ERIC Number: ED342632
Record Type: Non-Journal
Publication Date: 1990
Social Sense-making in Mathematics: Children's Ideas of Negative Numbers.
Mukhopadhyay, Swapna; And Others
This study investigated children's ability to interpret a natural social situation, depicted in a narrative story, and to use their understanding of that situation to generate and apply a mental model of debts and assets in solving problems including negative quantities. Fifty-one American students from a parochial school in a predominantly middle class, suburban community, and five Indian boys between the ages of 10 and 13 years old from Calcutta were subjects for the study. The American children were approximately half boys and half girls, 10 second-graders, 12 third-graders, 17 fourth-graders, and 12 fifth-graders. The Indian children only occasionally attended school and were all employed as houseboys. Each child participated individually in a two-part procedure. The first task was to reply to a series of questions about a story concerning the financial difficulties of a character named Sam. The second task was to solve a total of 16 equations by adding or subtracting negative numbers that paralleled the signed number problems presented in the story situation. Results indicated that children showed superior performance on problems posed in the context of the story, in contrast to their ability to solve isomorphic problems presented as formal equations. Those children whose performance was most enhanced were unschooled children from India.

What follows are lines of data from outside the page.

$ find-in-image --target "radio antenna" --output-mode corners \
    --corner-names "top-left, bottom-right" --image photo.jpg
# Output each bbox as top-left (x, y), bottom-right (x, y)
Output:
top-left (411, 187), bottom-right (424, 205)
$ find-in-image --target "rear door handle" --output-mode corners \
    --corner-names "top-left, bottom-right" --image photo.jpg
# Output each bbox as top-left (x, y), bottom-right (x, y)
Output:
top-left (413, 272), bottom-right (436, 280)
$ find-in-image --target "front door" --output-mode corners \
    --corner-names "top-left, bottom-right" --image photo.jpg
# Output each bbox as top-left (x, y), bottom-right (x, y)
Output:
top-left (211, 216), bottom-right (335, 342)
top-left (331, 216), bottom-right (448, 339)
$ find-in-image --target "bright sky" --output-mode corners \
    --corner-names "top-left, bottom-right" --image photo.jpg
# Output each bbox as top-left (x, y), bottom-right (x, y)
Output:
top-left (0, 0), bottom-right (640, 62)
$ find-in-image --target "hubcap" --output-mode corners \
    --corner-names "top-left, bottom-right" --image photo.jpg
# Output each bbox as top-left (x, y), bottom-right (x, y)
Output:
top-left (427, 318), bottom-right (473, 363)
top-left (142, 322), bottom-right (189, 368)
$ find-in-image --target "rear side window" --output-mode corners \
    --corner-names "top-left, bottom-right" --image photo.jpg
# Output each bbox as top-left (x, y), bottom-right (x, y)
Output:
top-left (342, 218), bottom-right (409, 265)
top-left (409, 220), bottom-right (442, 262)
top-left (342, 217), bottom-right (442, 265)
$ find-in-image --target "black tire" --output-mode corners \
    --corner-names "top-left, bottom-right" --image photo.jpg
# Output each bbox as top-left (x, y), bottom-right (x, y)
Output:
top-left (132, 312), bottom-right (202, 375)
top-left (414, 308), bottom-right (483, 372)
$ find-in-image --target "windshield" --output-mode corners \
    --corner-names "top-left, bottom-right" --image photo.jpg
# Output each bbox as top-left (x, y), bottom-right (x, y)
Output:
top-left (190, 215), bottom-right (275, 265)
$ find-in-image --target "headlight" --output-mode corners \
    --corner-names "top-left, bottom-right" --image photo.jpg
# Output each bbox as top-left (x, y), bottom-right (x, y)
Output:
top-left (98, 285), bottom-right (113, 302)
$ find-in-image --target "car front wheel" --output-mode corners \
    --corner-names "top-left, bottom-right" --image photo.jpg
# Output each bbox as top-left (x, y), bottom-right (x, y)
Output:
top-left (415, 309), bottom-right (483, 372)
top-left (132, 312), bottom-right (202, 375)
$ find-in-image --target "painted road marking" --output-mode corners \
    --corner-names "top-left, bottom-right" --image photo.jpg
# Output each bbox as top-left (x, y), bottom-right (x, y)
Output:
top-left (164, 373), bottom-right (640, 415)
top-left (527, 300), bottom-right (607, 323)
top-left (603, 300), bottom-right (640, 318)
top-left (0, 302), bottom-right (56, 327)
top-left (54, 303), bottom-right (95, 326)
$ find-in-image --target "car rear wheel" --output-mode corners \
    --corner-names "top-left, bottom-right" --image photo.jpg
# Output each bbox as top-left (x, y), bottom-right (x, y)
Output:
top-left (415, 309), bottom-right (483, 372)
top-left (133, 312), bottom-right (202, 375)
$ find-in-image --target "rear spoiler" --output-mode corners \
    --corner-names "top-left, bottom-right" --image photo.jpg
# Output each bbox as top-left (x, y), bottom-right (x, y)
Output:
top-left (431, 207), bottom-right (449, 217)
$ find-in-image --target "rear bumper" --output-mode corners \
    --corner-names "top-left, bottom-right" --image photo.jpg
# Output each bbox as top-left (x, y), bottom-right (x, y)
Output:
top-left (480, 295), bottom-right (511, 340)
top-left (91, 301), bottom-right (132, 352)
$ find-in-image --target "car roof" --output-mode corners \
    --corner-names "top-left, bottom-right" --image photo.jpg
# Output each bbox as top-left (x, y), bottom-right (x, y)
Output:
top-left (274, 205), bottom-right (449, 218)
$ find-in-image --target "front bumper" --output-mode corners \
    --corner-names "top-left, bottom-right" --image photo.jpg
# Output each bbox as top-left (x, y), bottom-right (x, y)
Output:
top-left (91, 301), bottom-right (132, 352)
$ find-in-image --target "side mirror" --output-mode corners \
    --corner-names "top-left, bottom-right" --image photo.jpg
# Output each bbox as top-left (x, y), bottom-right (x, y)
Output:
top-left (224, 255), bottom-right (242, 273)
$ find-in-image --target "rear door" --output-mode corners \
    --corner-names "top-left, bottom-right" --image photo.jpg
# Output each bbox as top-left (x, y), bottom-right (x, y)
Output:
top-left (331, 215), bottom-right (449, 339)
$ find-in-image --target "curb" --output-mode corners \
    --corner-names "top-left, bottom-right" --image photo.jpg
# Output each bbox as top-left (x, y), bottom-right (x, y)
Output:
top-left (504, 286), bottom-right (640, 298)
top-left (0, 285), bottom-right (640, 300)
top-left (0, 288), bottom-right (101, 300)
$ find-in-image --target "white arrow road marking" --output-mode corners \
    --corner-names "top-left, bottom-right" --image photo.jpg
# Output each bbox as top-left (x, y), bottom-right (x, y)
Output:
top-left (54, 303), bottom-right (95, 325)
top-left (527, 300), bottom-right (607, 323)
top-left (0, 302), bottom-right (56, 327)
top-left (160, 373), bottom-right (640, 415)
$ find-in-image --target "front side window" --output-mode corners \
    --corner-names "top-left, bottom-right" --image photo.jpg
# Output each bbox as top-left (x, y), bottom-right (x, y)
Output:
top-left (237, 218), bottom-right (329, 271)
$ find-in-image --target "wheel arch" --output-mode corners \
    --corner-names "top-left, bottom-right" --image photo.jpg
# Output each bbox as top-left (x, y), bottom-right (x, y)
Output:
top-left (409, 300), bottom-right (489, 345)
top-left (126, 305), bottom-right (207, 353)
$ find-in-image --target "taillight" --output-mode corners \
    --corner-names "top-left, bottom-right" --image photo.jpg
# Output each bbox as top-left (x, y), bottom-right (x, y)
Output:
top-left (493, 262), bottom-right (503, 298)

The debts and assets analogue appeared to encourage the use of a Divided Number Line model, resulting in difficulties when children had to perform calculations involving crossing over the zero amount from a debts to an assets status. (MDH)
Publication Type: Speeches/Meeting Papers
Education Level: N/A
Sponsor: Office of Educational Research and Improvement (ED), Washington, DC.
Authoring Institution: Pittsburgh Univ., PA. Learning Research and Development Center.